Mike's the perfect protagonist: the small monster in a large monster world, the underdog loner, who slips into the human world on a field trip to Monsters, Inc. as a youngster and gets a taste for what Scaring is all about in the prologue. We immediately glimpse why Mike and Sulley are fated to become buddies and partners, the melding of opposites, with Mike as the cerebral and comical schemer, who couldn't scare anyone, and Sulley as the athletic and likable jerk, who has the potential to be the superstar Scarer.
But the ultimate challenge here was size and scope, populating Monsters U with more than 400 characters while making the overall look more advanced without betraying the design of the first movie. The amount of fur and cloth vs. the volume of assets was met head on with a new hair and cloth simulation system containing more efficient algorithms, a new crowd system able to handle hundreds of background characters, and the studio's formidable new lighting system, which boasts six new lights for proper shadows and brightness, the introduction of global illumination, a new paint system for spherical lighting, and previs lighting that gets exported to sets. Global illumination in the past had been render intensive and limited to a single bounce. Here they turned the bounce on everything with ray-tracing that could handle organic objects for cheating a richer world and doubled the render farm resources. A greater artistic control of lighting and getting it through the pipeline earlier allowed them to really show off the hair, cloth, grass, and trees. It became more of a choreography with Mike and Sulley coming in and out of the light for dramatic emphasis.
In terms of design, Pixar made Mike (Billy Crystal) and Sulley (John Goodman) slimmer and took out the blemishes and provided more vibrant colors for the lime green and blue fur; they gave Mike less teeth and a retainer and put on a baseball cap; and they shortened Sulley's horns and gave him tufts of fur. For Randall (Steve Buscemi), the snake-like rival from "Monsters, Inc.," they made him slightly smaller and gave him glasses.
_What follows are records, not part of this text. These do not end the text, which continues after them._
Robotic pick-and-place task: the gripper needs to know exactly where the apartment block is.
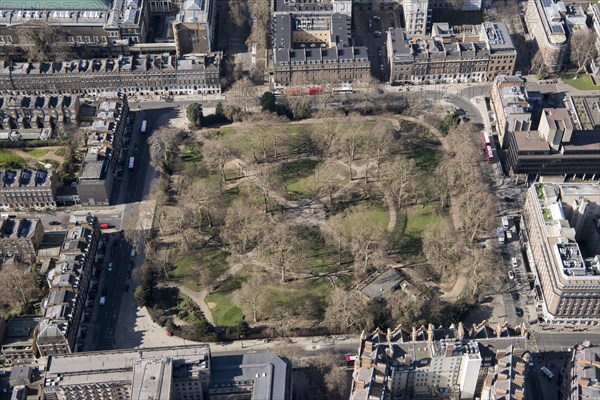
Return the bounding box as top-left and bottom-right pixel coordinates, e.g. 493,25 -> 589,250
588,3 -> 600,76
77,92 -> 129,205
525,0 -> 569,74
0,53 -> 221,95
36,216 -> 100,357
0,0 -> 151,54
505,101 -> 600,177
0,169 -> 59,210
491,75 -> 532,147
402,0 -> 431,35
481,345 -> 531,400
562,338 -> 600,400
350,323 -> 527,400
0,95 -> 79,141
523,183 -> 600,325
0,218 -> 44,266
2,315 -> 40,365
386,22 -> 517,83
44,344 -> 291,400
272,0 -> 371,87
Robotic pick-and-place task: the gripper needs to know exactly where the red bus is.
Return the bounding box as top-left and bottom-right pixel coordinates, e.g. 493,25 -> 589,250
485,146 -> 494,162
481,131 -> 492,148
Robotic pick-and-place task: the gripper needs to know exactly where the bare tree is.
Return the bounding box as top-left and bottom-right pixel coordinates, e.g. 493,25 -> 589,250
262,222 -> 300,283
234,273 -> 266,323
324,205 -> 385,273
0,262 -> 39,308
148,126 -> 182,175
570,29 -> 597,74
323,288 -> 373,333
384,159 -> 419,211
Dean Hardscrabble was actually a last-minute redesign from a Dumbledore-like male figure to a terrifying female. Since "Monsters, Inc." was so male dominated, the notion of a lady Scarer was fresh and full of delicious dramatic possibilities. The Pixar team modeled her after a deadly Amazonian giant centipede, Scolopendra Gigantea, which were rendered harmless so they could study them up close.
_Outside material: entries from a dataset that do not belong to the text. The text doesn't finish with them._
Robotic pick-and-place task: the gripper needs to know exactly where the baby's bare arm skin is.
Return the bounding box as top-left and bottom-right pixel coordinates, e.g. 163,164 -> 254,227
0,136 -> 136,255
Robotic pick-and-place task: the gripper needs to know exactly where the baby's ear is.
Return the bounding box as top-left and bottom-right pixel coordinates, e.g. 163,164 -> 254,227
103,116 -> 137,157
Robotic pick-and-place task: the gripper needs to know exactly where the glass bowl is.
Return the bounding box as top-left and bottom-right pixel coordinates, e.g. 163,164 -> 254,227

Meanwhile, "The Blue Umbrella" short from technical director Saschka Unseld ("Brave," "Toy Story 3") makes use of the same global illumination technique for a real-world look that some might swear is live-action. But it's fully CG though Expressionistic in style for this romantic tale of a blue and red umbrella that meet during a rain storm in a crowded city where everyday objects come to life. Only the faces are caricatured on the two umbrellas for this breakthrough embrace of photo-realism at Pixar. I will have a lot more to report about the wonders of "The Blue Umbrella" in an exclusive interview with Unseld. And there will be plenty of "Monsters University" coverage leading up to its June 21st release.